Le projet de réforme des fabriques d’église
Benoît Dispa a contesté le calendrier et la méthode annoncés pour la réforme des fabriques d’église, estimant qu’une concertation avec les autorités ecclésiastiques et les pouvoirs locaux était indispensable avant toute modification du décret de 1809. Il a interrogé le ministre sur l’éventualité de fermetures imposées de nombreuses fabriques et sur le financement futur de l’entretien des édifices, jugeant insuffisants un éventuel recours au mécénat ou aux collectes. Il a enfin souligné que des exemples récents à Namur et à Bièvres montrent qu’une évolution est possible, mais à condition de privilégier le dialogue et les accords locaux.
Débat · 2 interventions
- BDBenoît DispaLes Engagés
Monsieur le Ministre, la législation sur ce que l’on appelle le temporel des cultes remonte à un décret impérial de 1809. Néanmoins, la question d’actualité se justifie puisque l’on vient d’apprendre, par la presse, que le Parti socialiste entend modifier cette législation pour réduire drastiquement les dépenses liées aux cultes et pour fermer un tiers des fabriques d’église. Qu’il faille moderniser, actualiser, réformer cette législation, personne n’en doute. Sous la précédente législature, il y a d’ailleurs eu un groupe de travail unissant les groupes politiques qui a débouché sur un large consensus, sur un texte qui est toujours disponible. Sur le terrain, on voit bien qu’une série d’initiatives voit le jour pour ouvrir les églises, les réaffecter, voire les désaffecter. Ce qui est un peu surprenant – pour ne pas dire suspect – dans votre démarche, c’est d’abord le timing. Rien n’a été fait pendant quatre ans, et c’est à huit mois de la fin de la législature que vous faites une sortie dont on peut réellement douter que vous puissiez la mener à son terme. Au-delà du timing, c’est la méthode. Manifestement, il n’y a pas eu beaucoup de concertation au sein de la majorité – mais ce n’est pas mon problème –, mais avec les autorités concernées, que ce soient les autorités ecclésiastiques ou les pouvoirs locaux, alors que cette concertation me paraît vraiment un préalable indispensable. Puis, sur le fond, même si l’on ne connaît pas encore votre texte, je voudrais quand même vous interroger. Êtes-vous résolu à faire fermer 600 ou 700 fabriques d’église par la voie unilatérale du décret, par l’imposition, par l’obligation plutôt que par une démarche volontaire incitative, comme vous le préconisez pour les fusions des communes? En ce qui concerne les réductions de dépenses, pensez-vous sérieusement que le mécénat privé ou que les recettes des collectes hebdomadaires permettront de se substituer au financement public de l’entretien des édifices qui sont certes des édifices du culte, mais qui sont aussi des éléments de notre patrimoine public? Je vous remercie de bien vouloir apporter toutes les précisions qui s’imposent.

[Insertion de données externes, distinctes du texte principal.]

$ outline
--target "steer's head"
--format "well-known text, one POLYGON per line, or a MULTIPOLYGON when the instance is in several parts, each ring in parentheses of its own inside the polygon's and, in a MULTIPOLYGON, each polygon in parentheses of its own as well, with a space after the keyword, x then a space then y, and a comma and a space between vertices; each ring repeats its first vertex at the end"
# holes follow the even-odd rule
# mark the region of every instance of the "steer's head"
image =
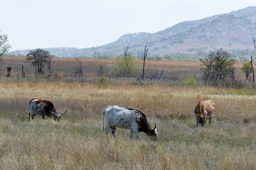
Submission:
POLYGON ((65 112, 61 113, 51 112, 52 114, 54 115, 54 120, 58 120, 58 121, 59 121, 60 119, 61 115, 64 115, 65 113, 67 113, 67 110, 68 110, 66 109, 65 112))
POLYGON ((149 134, 148 135, 150 137, 150 140, 154 141, 157 141, 158 136, 157 136, 157 128, 155 124, 155 127, 153 129, 148 128, 149 134))
POLYGON ((198 115, 198 123, 201 126, 203 126, 206 123, 206 116, 198 115))

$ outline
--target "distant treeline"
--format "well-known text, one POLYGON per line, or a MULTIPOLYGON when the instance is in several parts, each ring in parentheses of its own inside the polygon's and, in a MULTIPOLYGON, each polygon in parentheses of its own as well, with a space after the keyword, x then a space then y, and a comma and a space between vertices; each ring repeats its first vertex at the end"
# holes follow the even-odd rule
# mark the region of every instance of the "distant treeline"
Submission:
MULTIPOLYGON (((250 56, 252 56, 252 58, 256 60, 256 50, 231 50, 229 52, 231 54, 231 56, 235 60, 235 62, 248 62, 250 60, 250 56)), ((208 52, 205 51, 198 51, 196 54, 171 54, 165 55, 164 56, 148 56, 146 57, 147 60, 170 60, 170 61, 199 61, 201 58, 203 58, 207 56, 208 52)), ((13 56, 13 55, 9 55, 13 56)), ((15 57, 26 57, 23 55, 16 55, 15 57)), ((143 60, 143 56, 136 56, 137 60, 143 60)), ((103 55, 98 54, 97 55, 93 57, 87 56, 80 56, 80 57, 82 58, 96 58, 96 59, 106 59, 106 60, 114 60, 117 59, 117 56, 109 56, 103 55)))

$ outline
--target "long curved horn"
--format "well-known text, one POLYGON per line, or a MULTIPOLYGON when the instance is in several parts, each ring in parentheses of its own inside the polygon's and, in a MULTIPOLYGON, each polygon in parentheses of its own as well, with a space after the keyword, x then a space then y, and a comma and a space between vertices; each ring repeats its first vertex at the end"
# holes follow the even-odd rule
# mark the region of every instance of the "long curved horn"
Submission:
POLYGON ((65 112, 63 112, 63 113, 55 113, 55 112, 52 112, 52 111, 50 111, 50 112, 51 112, 51 113, 53 113, 53 114, 60 114, 60 115, 64 115, 65 113, 67 113, 67 111, 68 111, 68 109, 66 109, 66 110, 65 110, 65 112))
POLYGON ((67 111, 68 111, 68 109, 66 109, 65 112, 63 112, 63 113, 60 113, 60 115, 64 115, 65 113, 67 113, 67 111))
POLYGON ((218 117, 218 116, 217 115, 212 115, 210 117, 207 116, 206 118, 211 119, 211 118, 213 118, 214 117, 218 117))

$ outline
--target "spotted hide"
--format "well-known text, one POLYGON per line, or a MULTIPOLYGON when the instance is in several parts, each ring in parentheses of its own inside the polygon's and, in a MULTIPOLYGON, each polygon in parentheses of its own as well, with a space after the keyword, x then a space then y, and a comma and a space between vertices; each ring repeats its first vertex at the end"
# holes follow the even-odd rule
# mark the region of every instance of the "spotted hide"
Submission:
POLYGON ((48 117, 54 117, 55 120, 60 120, 60 115, 66 113, 67 109, 64 113, 60 113, 56 112, 56 109, 54 107, 53 103, 50 101, 38 100, 36 98, 32 98, 29 101, 30 112, 28 114, 28 118, 31 115, 31 118, 33 119, 36 115, 42 115, 42 118, 44 119, 45 115, 48 117))
POLYGON ((209 119, 209 123, 211 124, 212 118, 217 117, 212 115, 214 111, 215 103, 211 101, 201 101, 195 108, 194 113, 196 114, 196 125, 198 123, 203 126, 206 123, 206 119, 209 119))
POLYGON ((106 117, 106 127, 105 132, 107 135, 110 128, 116 137, 117 127, 131 130, 130 139, 133 134, 139 137, 138 132, 145 132, 151 140, 157 140, 157 128, 151 128, 146 120, 144 113, 137 109, 122 108, 117 106, 109 106, 103 112, 103 131, 104 118, 106 117))

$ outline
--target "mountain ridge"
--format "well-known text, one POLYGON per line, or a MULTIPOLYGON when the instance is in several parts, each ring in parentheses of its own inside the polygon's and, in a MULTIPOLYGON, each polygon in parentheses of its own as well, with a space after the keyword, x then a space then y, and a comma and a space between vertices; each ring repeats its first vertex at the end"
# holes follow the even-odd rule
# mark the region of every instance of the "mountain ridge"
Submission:
MULTIPOLYGON (((136 33, 120 36, 116 41, 90 48, 46 48, 58 57, 91 57, 97 55, 117 56, 129 46, 134 55, 142 55, 145 45, 149 55, 206 52, 220 47, 225 50, 252 49, 256 37, 256 6, 218 14, 200 20, 178 23, 154 33, 136 33)), ((11 52, 11 55, 25 55, 28 50, 11 52)))

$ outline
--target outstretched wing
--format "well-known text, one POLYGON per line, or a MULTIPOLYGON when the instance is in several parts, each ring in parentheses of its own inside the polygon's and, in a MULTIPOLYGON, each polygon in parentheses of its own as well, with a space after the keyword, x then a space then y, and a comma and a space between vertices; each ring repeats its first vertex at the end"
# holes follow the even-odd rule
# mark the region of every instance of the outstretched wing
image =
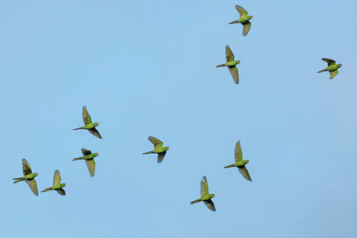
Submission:
MULTIPOLYGON (((149 136, 147 137, 147 140, 150 141, 150 142, 154 144, 154 150, 162 148, 162 145, 164 144, 164 143, 159 139, 152 137, 152 136, 149 136)), ((162 158, 163 159, 164 157, 162 158)))
POLYGON ((62 196, 64 196, 66 195, 66 192, 65 192, 65 190, 63 188, 59 188, 56 189, 56 191, 57 191, 59 194, 61 194, 62 196))
POLYGON ((238 74, 238 69, 235 66, 232 67, 228 67, 228 70, 229 70, 229 72, 232 75, 232 77, 234 80, 234 82, 236 84, 238 84, 239 83, 239 75, 238 74))
POLYGON ((30 188, 31 189, 32 192, 36 196, 39 195, 39 191, 37 190, 37 183, 34 178, 31 178, 30 179, 26 179, 26 183, 29 186, 30 188))
POLYGON ((24 176, 32 173, 32 171, 31 170, 31 167, 30 166, 30 164, 27 162, 27 161, 25 159, 22 159, 22 172, 24 173, 24 176))
POLYGON ((338 73, 338 71, 336 70, 335 71, 333 71, 332 72, 330 72, 330 75, 331 76, 330 77, 330 79, 332 79, 335 76, 337 75, 337 74, 338 73))
POLYGON ((248 169, 246 168, 245 166, 243 165, 242 166, 239 166, 238 168, 238 169, 239 170, 239 172, 243 176, 243 177, 248 181, 252 182, 252 179, 250 177, 250 175, 249 175, 249 173, 248 172, 248 169))
POLYGON ((210 210, 213 212, 216 211, 216 208, 215 207, 215 204, 213 204, 212 200, 208 199, 205 201, 203 201, 203 202, 206 204, 206 206, 207 206, 207 207, 210 209, 210 210))
POLYGON ((245 36, 248 34, 248 32, 249 32, 249 30, 250 30, 250 26, 252 25, 252 23, 248 21, 244 23, 242 23, 242 25, 243 25, 243 33, 242 35, 245 36))
POLYGON ((240 18, 241 18, 243 16, 248 16, 248 12, 245 9, 239 5, 236 5, 235 7, 237 10, 239 12, 239 15, 240 15, 240 18))
POLYGON ((205 176, 203 176, 203 181, 201 180, 201 197, 208 194, 208 183, 205 176))
POLYGON ((166 155, 166 151, 164 151, 164 152, 157 154, 157 163, 161 163, 161 161, 164 159, 164 157, 165 157, 165 155, 166 155))
POLYGON ((55 174, 53 176, 53 186, 57 185, 61 183, 61 174, 58 169, 55 171, 55 174))
POLYGON ((326 58, 323 58, 321 59, 321 60, 323 60, 323 61, 326 62, 327 63, 327 66, 331 66, 331 65, 334 65, 336 64, 336 61, 333 60, 331 60, 329 59, 326 59, 326 58))
POLYGON ((92 128, 88 130, 88 131, 95 136, 96 136, 99 139, 102 138, 102 136, 99 134, 99 132, 95 128, 92 128))
POLYGON ((82 148, 82 153, 83 154, 83 155, 90 155, 91 154, 92 152, 87 150, 86 150, 84 148, 82 148))
POLYGON ((226 61, 227 62, 234 61, 234 55, 228 45, 226 46, 226 61))
POLYGON ((92 123, 92 118, 90 118, 88 111, 87 111, 87 108, 85 106, 83 106, 83 109, 82 110, 82 118, 83 119, 83 122, 84 123, 85 125, 92 123))
POLYGON ((95 170, 95 161, 94 161, 94 159, 86 159, 85 161, 87 167, 88 168, 88 171, 89 171, 91 177, 94 177, 94 171, 95 170))
POLYGON ((237 141, 237 143, 236 144, 236 148, 234 149, 234 159, 236 161, 236 163, 238 161, 241 161, 243 160, 242 149, 241 148, 240 140, 237 141))

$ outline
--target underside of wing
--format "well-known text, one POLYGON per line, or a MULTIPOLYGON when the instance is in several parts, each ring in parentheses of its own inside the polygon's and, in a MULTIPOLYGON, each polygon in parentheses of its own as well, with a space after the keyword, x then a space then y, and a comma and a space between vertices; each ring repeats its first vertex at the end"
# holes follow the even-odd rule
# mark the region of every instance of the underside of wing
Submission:
POLYGON ((22 172, 24 173, 24 176, 32 173, 32 171, 31 170, 31 167, 30 166, 30 164, 27 162, 27 161, 25 159, 22 159, 22 172))
POLYGON ((248 16, 248 12, 245 9, 239 5, 236 5, 236 9, 239 12, 240 18, 241 18, 243 16, 248 16))
POLYGON ((83 108, 82 110, 82 118, 83 119, 83 122, 85 125, 92 123, 92 118, 90 118, 88 111, 87 111, 87 108, 85 106, 83 106, 83 108))
POLYGON ((100 135, 100 134, 99 134, 99 132, 98 131, 98 130, 95 128, 89 129, 88 131, 89 131, 89 133, 92 135, 93 136, 96 136, 99 139, 102 138, 102 136, 100 135))
POLYGON ((226 46, 226 61, 227 62, 234 61, 234 55, 228 45, 226 46))
POLYGON ((236 84, 239 83, 239 74, 238 73, 238 69, 235 66, 233 66, 232 67, 228 67, 228 70, 229 70, 229 72, 231 73, 231 75, 232 75, 232 77, 234 80, 234 82, 236 84))
POLYGON ((58 169, 55 171, 55 174, 53 175, 53 186, 61 183, 61 174, 58 169))

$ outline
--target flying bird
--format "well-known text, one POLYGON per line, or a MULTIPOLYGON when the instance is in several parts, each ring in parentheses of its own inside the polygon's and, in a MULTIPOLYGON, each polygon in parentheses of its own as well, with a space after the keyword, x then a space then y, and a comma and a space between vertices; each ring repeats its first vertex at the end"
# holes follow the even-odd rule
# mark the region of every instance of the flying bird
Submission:
POLYGON ((61 183, 61 174, 60 174, 60 171, 58 169, 55 171, 55 174, 53 176, 53 185, 52 187, 50 187, 48 188, 46 188, 43 191, 41 191, 42 193, 44 192, 47 192, 51 190, 55 190, 59 194, 64 196, 66 195, 66 192, 64 189, 62 188, 64 187, 66 187, 65 183, 61 183))
POLYGON ((94 171, 95 170, 95 161, 94 161, 94 158, 99 156, 99 154, 97 153, 92 153, 91 151, 86 150, 84 148, 82 149, 82 153, 83 155, 83 156, 73 159, 72 161, 85 159, 86 164, 87 164, 87 167, 88 168, 88 171, 89 171, 91 177, 94 177, 94 171))
POLYGON ((190 204, 197 203, 203 201, 206 206, 211 211, 216 211, 216 208, 215 204, 211 200, 211 198, 215 197, 214 194, 210 194, 208 192, 208 183, 207 182, 207 179, 205 176, 203 176, 203 181, 201 180, 201 194, 200 198, 190 203, 190 204))
POLYGON ((169 150, 169 147, 167 146, 162 147, 164 143, 162 142, 152 136, 149 136, 147 140, 150 141, 154 145, 154 150, 152 151, 149 151, 146 153, 142 153, 143 155, 147 154, 157 154, 157 163, 161 163, 164 159, 164 157, 166 155, 166 152, 169 150))
POLYGON ((73 130, 79 130, 80 129, 84 129, 88 130, 88 131, 93 135, 96 136, 100 139, 101 139, 102 136, 99 134, 99 132, 95 128, 95 127, 99 126, 99 123, 97 122, 92 123, 92 119, 90 118, 89 113, 87 111, 87 108, 85 106, 83 106, 83 108, 82 110, 82 118, 83 119, 83 122, 84 123, 84 126, 73 130))
POLYGON ((14 183, 18 183, 21 181, 26 181, 29 187, 31 189, 32 192, 36 196, 39 195, 39 192, 37 190, 37 183, 35 180, 35 177, 39 175, 37 173, 32 173, 31 170, 31 166, 30 166, 29 163, 25 159, 22 159, 22 172, 24 173, 24 177, 21 178, 13 178, 13 180, 16 180, 14 182, 14 183))
POLYGON ((224 66, 228 67, 228 69, 232 75, 232 77, 233 78, 234 82, 236 83, 236 84, 238 84, 239 75, 238 75, 238 69, 236 67, 236 65, 240 63, 241 61, 240 60, 234 60, 234 55, 228 45, 226 46, 226 61, 227 63, 223 65, 217 65, 216 67, 224 66))
POLYGON ((241 141, 238 141, 236 144, 236 148, 234 150, 234 159, 236 162, 232 164, 224 167, 224 168, 237 167, 243 177, 248 181, 252 182, 250 175, 246 168, 245 165, 249 162, 249 160, 243 160, 243 157, 242 155, 242 149, 241 148, 241 141))
POLYGON ((253 18, 252 16, 248 16, 248 12, 245 9, 239 5, 236 5, 236 9, 238 11, 239 15, 239 20, 232 21, 228 24, 236 24, 236 23, 241 23, 243 25, 243 33, 242 35, 245 36, 249 32, 250 30, 250 26, 252 23, 249 20, 253 18))
POLYGON ((321 60, 327 62, 327 67, 324 70, 320 70, 317 72, 321 73, 325 71, 328 71, 330 73, 330 75, 331 75, 330 77, 330 79, 332 79, 338 73, 338 71, 337 71, 337 70, 342 67, 342 64, 339 64, 336 65, 336 61, 335 60, 326 58, 323 58, 321 59, 321 60))

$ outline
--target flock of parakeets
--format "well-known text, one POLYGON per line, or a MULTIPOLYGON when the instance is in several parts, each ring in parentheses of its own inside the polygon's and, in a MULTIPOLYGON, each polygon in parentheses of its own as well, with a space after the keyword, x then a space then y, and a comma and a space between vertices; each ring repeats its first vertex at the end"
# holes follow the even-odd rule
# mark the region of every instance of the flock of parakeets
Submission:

- BDBenoît DispaLes Engagés
Monsieur le Ministre, qu’il y ait une volonté d’ouverture dans le chef de tous les acteurs concernés, cela ne fait aucun doute. Je voudrais vous donner deux exemples. Ici, à Namur, il y a un accord qui vient d’être conclu entre la Province de Namur et l’évêché quant au devenir du palais épiscopal et quant au comblement des déficits futurs. On apprend également que, dans la Commune de Bièvres, une décision vient d’être prise pour réduire le nombre de fabriques d’église et les ramener de 10 à 2, sur base d’un accord entre le conseil communal et l’évêché. C’est que les acteurs concernés sont ouverts au changement et qu’ils sont tout prêts à y contribuer, pour autant que cela se fasse par la voie du dialogue et de la concertation. Si vous persistez à agir de manière unilatérale, je crains que votre démarche ne soit vouée à l’échec et que vous n’alimentiez le processus d’arlésienne que vousmême avez dénoncé, car vous risquez de susciter des résistances, des crispations qui vont compromettre vos objectifs, alors qu’une méthode plus concertée, une approche davantage concertée, fondée sur le dialogue, permettrait beaucoup plus facilement d’encourager et d’accompagner des évolutions qui paraissent, à bien des égards, souhaitables, voire inéluctables. Le groupe Les Engagés vous invite vraiment à changer de méthode et à travailler dans le dialogue et dans la transparence.